Here we extract the $correlation metadata and put it into the event payload. The actual event is sent back to kafka into the topic: ingest_notify. The machinery outside of this tremor application can re-inject the message based on the reported status, if need be. For you to enjoy events flying by we also directed the events to stdout/stderr.

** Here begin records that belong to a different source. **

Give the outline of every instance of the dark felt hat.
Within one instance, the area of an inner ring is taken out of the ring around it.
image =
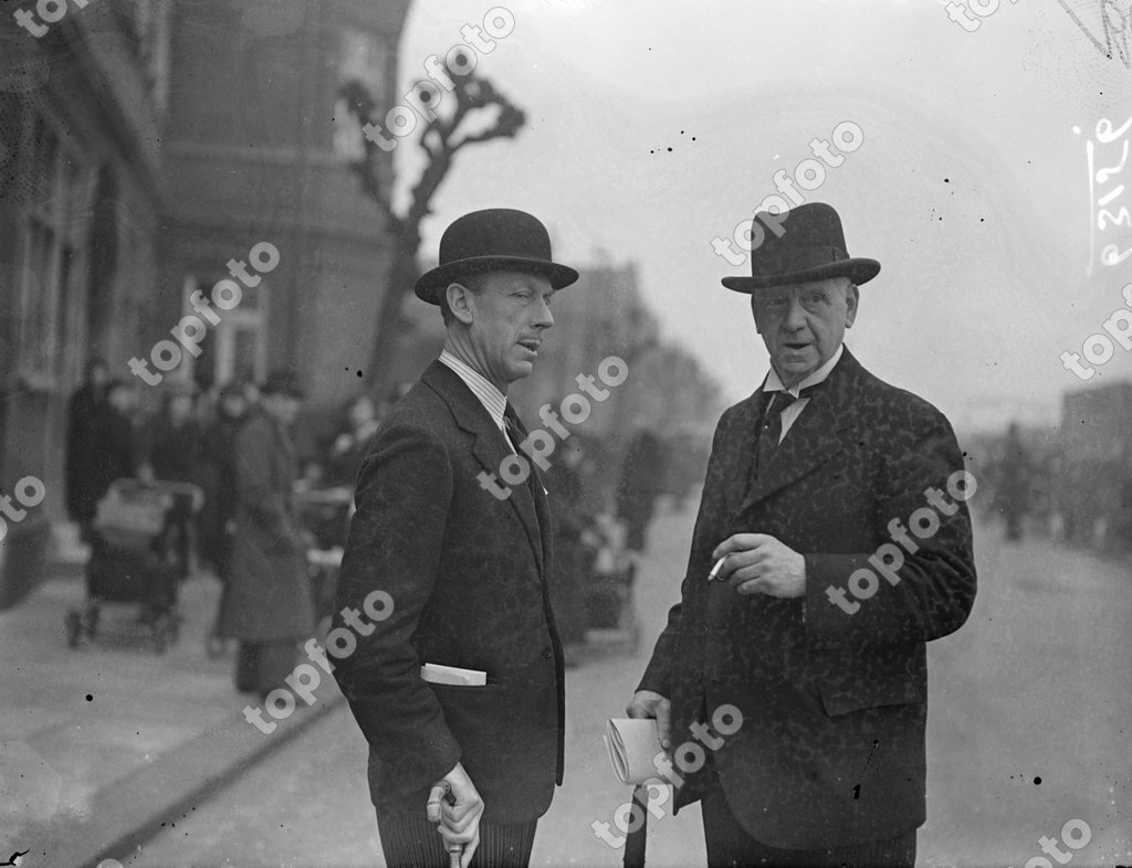
[[[875,259],[849,255],[841,218],[824,202],[799,205],[784,215],[760,211],[755,220],[762,224],[764,236],[762,244],[751,251],[751,277],[724,277],[722,283],[728,289],[752,293],[827,277],[848,277],[859,286],[881,270]]]
[[[488,208],[457,218],[440,237],[440,264],[421,275],[417,297],[439,304],[448,284],[488,271],[524,271],[561,289],[577,271],[550,258],[550,235],[535,217],[512,208]]]

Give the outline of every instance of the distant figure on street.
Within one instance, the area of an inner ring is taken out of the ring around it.
[[[975,602],[975,483],[943,414],[843,344],[881,263],[849,255],[827,205],[755,219],[783,232],[723,286],[749,295],[770,371],[719,420],[627,711],[674,750],[710,868],[912,868],[927,643]]]
[[[86,364],[83,384],[75,390],[67,410],[66,485],[67,512],[78,523],[84,541],[91,531],[98,498],[105,493],[94,457],[98,448],[94,426],[106,406],[110,371],[101,358]]]
[[[1017,542],[1022,538],[1022,524],[1030,509],[1034,465],[1026,449],[1017,422],[1006,429],[1002,460],[998,462],[998,489],[995,493],[998,512],[1006,526],[1006,539]]]
[[[531,373],[550,301],[578,275],[511,209],[455,220],[439,260],[415,292],[440,307],[445,348],[362,463],[334,616],[358,645],[334,676],[369,743],[386,865],[446,868],[451,847],[463,868],[474,853],[514,868],[561,782],[565,676],[542,479],[533,463],[500,477],[528,436],[507,389]],[[379,592],[392,609],[362,623]],[[486,683],[454,686],[435,668]],[[437,785],[455,801],[439,835],[426,814]]]
[[[572,436],[563,444],[547,472],[555,550],[550,601],[568,667],[581,661],[585,630],[589,626],[585,592],[589,589],[589,571],[593,557],[582,540],[586,529],[593,523],[593,517],[586,514],[583,503],[578,468],[584,457],[581,439]]]
[[[617,479],[617,515],[628,527],[631,552],[644,552],[657,497],[664,492],[664,450],[651,431],[642,427],[629,442]]]
[[[361,461],[379,427],[372,398],[359,394],[346,402],[341,425],[327,450],[326,476],[331,485],[353,488],[358,484]]]
[[[165,380],[168,391],[162,397],[161,409],[146,426],[146,465],[144,476],[164,483],[198,485],[201,472],[200,425],[197,423],[196,387],[191,382]],[[177,529],[178,563],[182,575],[190,568],[190,552],[198,536],[192,512],[185,498],[170,515]]]
[[[243,381],[233,380],[216,393],[215,416],[201,437],[205,503],[200,520],[200,550],[212,563],[223,583],[213,628],[206,640],[209,657],[224,653],[222,633],[224,598],[232,580],[232,549],[235,539],[235,512],[239,500],[235,467],[235,439],[247,422],[248,399]]]
[[[297,643],[315,630],[291,500],[295,459],[289,428],[301,399],[293,373],[273,373],[235,437],[235,544],[220,632],[240,640],[235,688],[261,698],[282,686],[298,662]]]

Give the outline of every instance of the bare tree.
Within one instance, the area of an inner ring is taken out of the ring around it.
[[[361,181],[362,190],[377,202],[385,215],[386,231],[393,242],[393,255],[378,309],[369,368],[365,373],[366,387],[371,391],[384,390],[391,384],[388,375],[397,338],[408,326],[401,311],[405,297],[420,276],[417,254],[421,244],[421,222],[430,214],[429,202],[448,175],[456,151],[480,141],[514,138],[525,120],[523,111],[512,104],[489,80],[474,72],[464,77],[453,76],[452,80],[454,108],[445,113],[437,112],[437,116],[429,121],[417,142],[427,155],[427,162],[412,189],[405,214],[396,214],[393,209],[391,162],[376,141],[363,137],[363,155],[351,165]],[[374,121],[379,106],[360,81],[346,81],[338,95],[360,127]],[[430,94],[421,88],[418,98],[427,105]],[[444,99],[443,95],[440,99]]]

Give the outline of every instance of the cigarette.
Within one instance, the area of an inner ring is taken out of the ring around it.
[[[709,582],[712,581],[712,580],[714,580],[714,579],[719,579],[719,570],[720,570],[721,566],[723,566],[723,562],[724,561],[727,561],[727,555],[723,555],[719,561],[715,562],[715,566],[713,566],[711,568],[711,572],[707,573],[707,581]]]

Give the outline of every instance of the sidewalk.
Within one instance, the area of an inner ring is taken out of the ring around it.
[[[180,641],[162,656],[127,605],[104,606],[97,640],[68,649],[65,615],[84,593],[80,568],[60,564],[0,613],[0,856],[29,850],[22,868],[122,858],[342,701],[326,677],[269,736],[250,724],[232,654],[205,653],[209,574],[181,587]]]

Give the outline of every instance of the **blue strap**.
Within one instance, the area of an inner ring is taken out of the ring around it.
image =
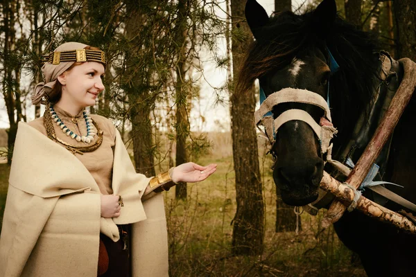
[[[331,69],[331,73],[334,73],[340,69],[340,66],[333,58],[329,49],[328,49],[328,54],[329,54],[329,69]]]
[[[260,87],[260,105],[263,104],[265,100],[266,94],[264,93],[264,91],[263,90],[261,87]],[[272,111],[269,111],[267,114],[266,114],[264,116],[273,116],[273,114],[272,114]]]
[[[400,185],[398,185],[395,183],[388,182],[385,181],[373,181],[373,179],[377,175],[377,172],[379,172],[379,168],[380,168],[380,167],[379,166],[377,166],[376,163],[374,163],[372,166],[370,171],[368,172],[368,174],[367,175],[365,178],[364,178],[364,181],[363,181],[361,186],[360,186],[360,188],[358,188],[359,190],[364,190],[364,189],[365,188],[368,188],[368,187],[374,186],[382,185],[384,184],[390,184],[390,185],[395,185],[395,186],[399,186],[400,188],[404,188],[403,186],[400,186]]]
[[[332,53],[331,53],[329,49],[328,48],[327,48],[327,49],[328,50],[328,54],[329,54],[329,69],[331,69],[331,73],[333,74],[340,69],[340,66],[333,58],[333,56],[332,55]],[[328,107],[331,107],[329,106],[329,81],[328,81],[328,93],[327,93],[327,103],[328,104]]]

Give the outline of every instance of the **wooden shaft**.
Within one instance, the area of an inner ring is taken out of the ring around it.
[[[404,68],[403,80],[376,133],[348,176],[346,183],[353,188],[358,188],[368,174],[413,94],[416,86],[416,69],[414,62],[408,58],[401,59],[400,62]],[[341,218],[345,209],[346,207],[342,203],[334,200],[322,220],[322,227],[327,228],[336,222]]]
[[[354,192],[353,190],[337,181],[326,172],[324,172],[320,187],[322,190],[332,193],[346,206],[349,206],[354,199]],[[410,220],[363,196],[361,196],[358,199],[356,209],[380,221],[392,224],[400,229],[416,233],[416,226]]]

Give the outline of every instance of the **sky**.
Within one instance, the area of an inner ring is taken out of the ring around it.
[[[274,0],[257,0],[270,15],[275,8]],[[295,9],[304,0],[293,0],[292,5]],[[224,10],[225,10],[224,8]],[[221,16],[221,15],[220,15]],[[225,17],[225,15],[222,15]],[[219,42],[219,51],[225,55],[225,42]],[[207,57],[207,60],[209,60]],[[220,96],[224,98],[223,105],[216,105],[217,96],[213,87],[220,87],[224,85],[227,77],[225,69],[216,68],[212,62],[207,62],[203,64],[205,78],[200,78],[200,99],[194,102],[194,109],[191,112],[191,130],[193,131],[218,131],[226,132],[230,129],[229,107],[227,104],[227,96],[223,92]],[[23,79],[23,78],[22,78]],[[28,78],[26,78],[28,79]],[[30,80],[27,80],[27,86]],[[33,107],[33,106],[32,106]],[[33,109],[28,110],[28,119],[34,116]],[[204,120],[201,118],[203,117]],[[9,127],[6,105],[3,96],[0,98],[0,128]]]

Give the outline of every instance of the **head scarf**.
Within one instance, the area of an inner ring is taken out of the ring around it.
[[[83,49],[88,45],[79,42],[67,42],[55,49],[54,52],[69,51],[72,50]],[[32,96],[32,104],[39,104],[45,95],[49,96],[52,89],[56,84],[58,77],[65,72],[72,64],[76,62],[64,62],[59,64],[52,64],[46,62],[42,66],[42,72],[44,76],[44,81],[35,87],[35,93]]]

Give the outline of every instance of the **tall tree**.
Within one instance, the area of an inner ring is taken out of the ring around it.
[[[178,0],[177,19],[176,22],[176,37],[178,48],[177,64],[176,65],[176,166],[188,161],[187,138],[189,136],[188,121],[188,89],[187,87],[187,19],[190,10],[190,1]],[[176,186],[175,196],[177,199],[185,199],[187,195],[187,183],[180,182]]]
[[[363,0],[345,0],[345,19],[356,26],[361,26]]]
[[[397,34],[397,57],[416,60],[416,2],[414,0],[393,1]]]
[[[142,42],[137,34],[140,33],[145,19],[141,12],[140,6],[135,1],[127,2],[126,10],[129,11],[125,24],[128,47],[126,48],[125,56],[127,85],[124,89],[128,96],[130,108],[135,163],[137,172],[150,177],[155,176],[155,173],[150,119],[154,103],[149,98],[148,87],[146,84],[148,72],[146,72],[146,67],[138,66],[144,53],[141,51]]]
[[[2,92],[6,102],[6,107],[10,124],[8,130],[8,163],[11,163],[12,148],[17,132],[17,123],[21,116],[21,107],[17,109],[17,105],[20,105],[19,76],[21,62],[19,51],[17,45],[16,37],[16,17],[20,3],[17,1],[6,0],[3,1],[1,13],[3,15],[3,70],[2,70]],[[19,112],[20,111],[20,112]]]
[[[245,0],[231,0],[233,78],[253,39],[244,17]],[[234,87],[234,85],[232,87]],[[234,219],[232,249],[236,255],[263,251],[264,202],[260,177],[256,127],[253,120],[256,100],[254,86],[243,93],[231,89],[231,125],[237,209]]]

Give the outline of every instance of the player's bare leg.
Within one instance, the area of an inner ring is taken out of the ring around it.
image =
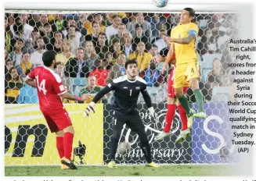
[[[111,147],[110,147],[110,161],[108,163],[107,166],[110,169],[117,168],[115,160],[115,155],[117,153],[117,149],[118,146],[118,141],[121,137],[121,129],[114,129],[113,136],[111,137]]]
[[[198,112],[194,114],[193,116],[197,118],[206,118],[207,115],[204,110],[204,96],[202,91],[199,89],[198,78],[191,79],[189,83],[198,105]]]
[[[165,116],[165,125],[162,132],[160,132],[155,137],[155,140],[163,140],[164,137],[168,137],[171,134],[171,127],[172,125],[172,120],[175,115],[176,111],[176,102],[177,98],[168,98],[168,109]]]
[[[190,136],[190,130],[188,128],[188,119],[186,118],[186,110],[180,105],[178,100],[177,100],[176,105],[178,108],[178,113],[182,121],[182,130],[175,142],[182,143],[186,140],[186,137]]]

For handling errors we also get $correlation metadata and can forward it back to kafka:

# handle elastic response from failing document or failing bulk insert
# so this might be scoped to a document or to a failing elastic bulk request
define script error_notify
script

# add kafka metadata
let $kafka = {
"headers": {
"message_id": $correlation
},
"key": $correlation
};

match $ of
case %{ present elastic } =>
# this is an error for an invalid event
emit {
"success": false,
"message_id": $correlation,
"payload": event.payload,
"error": event.error,
"elastic_metadata": $elastic
} => "out"
default =>
# this is an error report regarding the bulk request to ES
# we know it is batched, so $correlation is an array
# we need to explode this event into 1 event per $correlation value,
# so the reporting back to kafka has 1 kafka record per ingested document
emit event => "explode"
end;
end;

create script error_notify;

select event from in into error_notify;
select event from error_notify/out into out;
# explode the event for each `$correlation` value
select {
"success": false,
"message_id": group[0],
"payload": event.payload,
"error": event.error
} from error_notify/explode group by each($correlation) into out;

select event from error_notify/err into err;

Here we distinguish between errors per document (e.g. malformed data for the given index) and errors scoped to the whole request (no $elastic metadata). In the case of a request error, we have an array of all the batched $correlation values and need to "explode" the event into 1 per $correlation id, so we can correctly report back to kafka 1 document at a time.

Trying this at home

docker compose up

Once everything is set up you will see logs like this in your console:

tremor_out_1     | [ERR] {"success":false,"message_id":"MTYyMDEzNjg1NDY2NzI5OTQwMA==","payload":{"event":{"event":{"onramp":"metronome","ingest_ns":1620136854667292300,"id":601},"might_be_invalid":2},"some_data":["tremor-kafka://kafka:9092/tremor/0/601"]},"error":{"caused_by":{"reason":"Current token (VALUE_NUMBER_INT) not of boolean type\n at [Source: (byte[])\"POST /_bulk HTTP/1.1\r\ncontent-type: application/json\r\ncontent-length: 2216\r\nuser-agent: reqwest/0.9.24\r\naccept: */*\r\naccept-encoding: gzip\r\nhost: elasticsearch:9200\r\n\r\n{\"index\":{\"_index\":\"foo\",\"_id\":\"1620136845697865700\"}}\n{\"event\":{\"event\":{\"onramp\":\"metronome\",\"ingest_ns\":1620136845697859400,\"id\":592},\"might_be_invalid\":[true,false]},\"some_data\":[\"tremor-kafka://kafka:9092/tremor/0/592\"]}\n{\"index\":{\"_index\":\"foo\",\"_id\":\"1620136846698130900\"}}\n{\"event\":{\"event\":{\"onramp\":\"metronome\",\"ingest_ns\"\"[truncated 1884 bytes]; line: 1, column: 103]","type":"json_parse_exception"},"reason":"failed to parse field [event.might_be_invalid] of type [boolean] in document with id '1620136854667299400'. Preview of field's value: '2'","type":"mapper_parsing_exception"},"elastic_metadata":{"_id":"1620136854667299400","_index":"foo","_type":"_doc","id":"1620136854667299400","index":"foo","doc_type":"_doc"}}
tremor_out_1 | [OK] {"success":true,"message_id":"MTYyMDEzNjg1MjY2NjgxMzAwMA==","payload":{"event":{"event":{"onramp":"metronome","ingest_ns":1620136852666806400,"id":599},"might_be_invalid":[true,false]},"some_data":["tremor-kafka://kafka:9092/tremor/0/599"]},"elastic_metadata":{"_id":"1620136852666813000","_index":"foo","_type":"_doc","id":"1620136852666813000","index":"foo","doc_type":"_doc","version":1}}
tremor_out_1 | [OK] {"success":true,"message_id":"MTYyMDEzNjg1MzY2NzA5NjAwMA==","payload":{"event":{"event":{"onramp":"metronome","ingest_ns":1620136853667088800,"id":600},"might_be_invalid":[true,false]},"some_data":["tremor-kafka://kafka:9092/tremor/0/600"]},"elastic_metadata":{"_id":"1620136853667096000","_index":"foo","_type":"_doc","id":"1620136853667096000","index":"foo","doc_type":"_doc","version":1}}

Here we see one error message and two successful messages. For the error message you can recognize the cause: Current token (VALUE_NUMBER_INT) not of boolean type.